Getting into a dry suit is probably like getting into a space suit (and almost as complicated). First you put on a one-piece insulation layer. Then comes the rubber suit, which has very tight seals around the legs, wrists, and neck. Then comes the heavy boots, rubber gloves, and hoodie. By the time you’re all suited-up, the only thing that touches the water is parts of your face not covered by the mask. The guides were great at helping us get properly outfitted.
The water temperature, which was barely above freezing, was quite shocking when my face came into contact with it. Fortunately, whatever exposed skin I had quickly numbed up and the discomfort was gone. Valerie was nervous about getting cold but said the only thing that got cold was the tip of her right index finger.
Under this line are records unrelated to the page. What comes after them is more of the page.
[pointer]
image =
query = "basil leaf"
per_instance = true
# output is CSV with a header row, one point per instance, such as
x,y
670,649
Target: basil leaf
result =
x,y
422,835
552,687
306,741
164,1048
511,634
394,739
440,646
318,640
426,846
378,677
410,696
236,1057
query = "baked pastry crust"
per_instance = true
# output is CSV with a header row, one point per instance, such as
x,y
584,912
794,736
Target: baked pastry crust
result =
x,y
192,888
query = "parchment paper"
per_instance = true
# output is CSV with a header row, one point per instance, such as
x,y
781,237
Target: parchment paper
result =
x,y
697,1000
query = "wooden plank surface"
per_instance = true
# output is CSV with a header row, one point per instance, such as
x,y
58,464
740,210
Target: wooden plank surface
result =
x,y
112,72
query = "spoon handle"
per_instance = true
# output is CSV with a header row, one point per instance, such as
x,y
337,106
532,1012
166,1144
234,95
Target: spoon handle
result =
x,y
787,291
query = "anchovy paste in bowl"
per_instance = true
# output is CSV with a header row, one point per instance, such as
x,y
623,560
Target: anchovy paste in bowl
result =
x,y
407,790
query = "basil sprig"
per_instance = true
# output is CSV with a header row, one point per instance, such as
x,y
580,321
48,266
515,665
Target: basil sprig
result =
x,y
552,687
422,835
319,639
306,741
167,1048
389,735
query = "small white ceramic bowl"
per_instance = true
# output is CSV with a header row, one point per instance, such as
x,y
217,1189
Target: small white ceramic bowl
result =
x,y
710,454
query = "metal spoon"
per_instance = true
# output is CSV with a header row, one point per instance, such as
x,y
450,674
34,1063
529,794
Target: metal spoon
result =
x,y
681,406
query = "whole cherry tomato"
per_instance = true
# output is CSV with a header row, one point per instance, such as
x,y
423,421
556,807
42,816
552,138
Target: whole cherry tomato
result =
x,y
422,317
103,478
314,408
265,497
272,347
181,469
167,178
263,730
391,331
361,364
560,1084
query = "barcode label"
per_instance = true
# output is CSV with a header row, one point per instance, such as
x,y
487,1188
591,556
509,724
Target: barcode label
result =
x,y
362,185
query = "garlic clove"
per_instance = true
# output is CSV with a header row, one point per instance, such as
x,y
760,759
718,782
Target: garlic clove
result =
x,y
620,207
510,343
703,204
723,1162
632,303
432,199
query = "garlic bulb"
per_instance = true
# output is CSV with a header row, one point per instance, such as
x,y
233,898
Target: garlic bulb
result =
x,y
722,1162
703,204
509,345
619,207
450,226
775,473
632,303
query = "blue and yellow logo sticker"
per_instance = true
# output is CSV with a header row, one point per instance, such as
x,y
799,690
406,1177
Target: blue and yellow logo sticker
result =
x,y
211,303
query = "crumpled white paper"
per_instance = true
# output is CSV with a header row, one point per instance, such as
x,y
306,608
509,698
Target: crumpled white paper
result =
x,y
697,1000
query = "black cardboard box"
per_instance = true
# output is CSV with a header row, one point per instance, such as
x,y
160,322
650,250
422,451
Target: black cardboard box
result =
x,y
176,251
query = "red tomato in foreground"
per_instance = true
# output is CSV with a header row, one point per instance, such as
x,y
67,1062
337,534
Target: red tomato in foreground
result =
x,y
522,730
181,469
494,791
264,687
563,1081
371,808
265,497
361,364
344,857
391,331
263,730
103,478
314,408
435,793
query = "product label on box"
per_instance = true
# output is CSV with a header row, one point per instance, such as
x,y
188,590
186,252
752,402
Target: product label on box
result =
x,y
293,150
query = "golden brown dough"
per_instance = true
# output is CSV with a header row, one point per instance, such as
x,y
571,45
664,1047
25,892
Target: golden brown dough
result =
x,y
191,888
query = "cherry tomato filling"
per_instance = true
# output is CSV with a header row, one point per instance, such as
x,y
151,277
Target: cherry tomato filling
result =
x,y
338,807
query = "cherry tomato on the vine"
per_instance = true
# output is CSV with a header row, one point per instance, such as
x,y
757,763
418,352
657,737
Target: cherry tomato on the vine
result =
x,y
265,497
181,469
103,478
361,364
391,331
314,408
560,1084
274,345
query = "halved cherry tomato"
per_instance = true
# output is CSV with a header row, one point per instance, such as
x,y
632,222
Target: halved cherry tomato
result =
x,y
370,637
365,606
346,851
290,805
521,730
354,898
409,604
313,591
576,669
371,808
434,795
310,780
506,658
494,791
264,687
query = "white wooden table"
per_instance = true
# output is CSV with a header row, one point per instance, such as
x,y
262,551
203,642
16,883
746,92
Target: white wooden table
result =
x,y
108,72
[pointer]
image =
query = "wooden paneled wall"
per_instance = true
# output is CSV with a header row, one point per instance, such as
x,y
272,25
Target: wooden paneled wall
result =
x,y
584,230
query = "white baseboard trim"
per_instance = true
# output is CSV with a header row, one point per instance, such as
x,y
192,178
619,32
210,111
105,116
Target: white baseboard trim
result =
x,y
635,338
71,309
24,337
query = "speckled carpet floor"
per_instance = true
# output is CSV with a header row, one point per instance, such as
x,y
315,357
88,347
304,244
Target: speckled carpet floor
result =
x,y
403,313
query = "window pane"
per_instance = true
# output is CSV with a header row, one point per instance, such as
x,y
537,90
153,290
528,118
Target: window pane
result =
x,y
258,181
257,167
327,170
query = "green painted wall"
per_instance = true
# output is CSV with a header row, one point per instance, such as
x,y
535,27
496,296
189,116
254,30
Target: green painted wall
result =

The water in the canyon is amazingly clear; even the tropical waters I’ve been in were not this clear. The gentle current allowed us to float along the Silfra without too much effort. After about a half an hour of floating, we came out at the far end of the canyon. We walked back to the point where we entered the fissure, where we had a little fun jumping off the cliff into a deep hole. After having our little fun jump, we were definitely ready to get out of our dry suits and drink the hot chocolate provided by our guides.
Of course, diving in the Silfra Fissure is not the only fun thing to see in Thingvellir Park. At the base of the nearby Almannagja Cliffs is the convening spot of the Icelandic Alping, one of the first democratic government bodies formed anywhere in the world. A hiking trail goes along the base to the top of the cliffs for a dramatic view of Thingvallavatn and the rift valley. Going the other direction on the trail takes you to the spectacular Oxara Falls.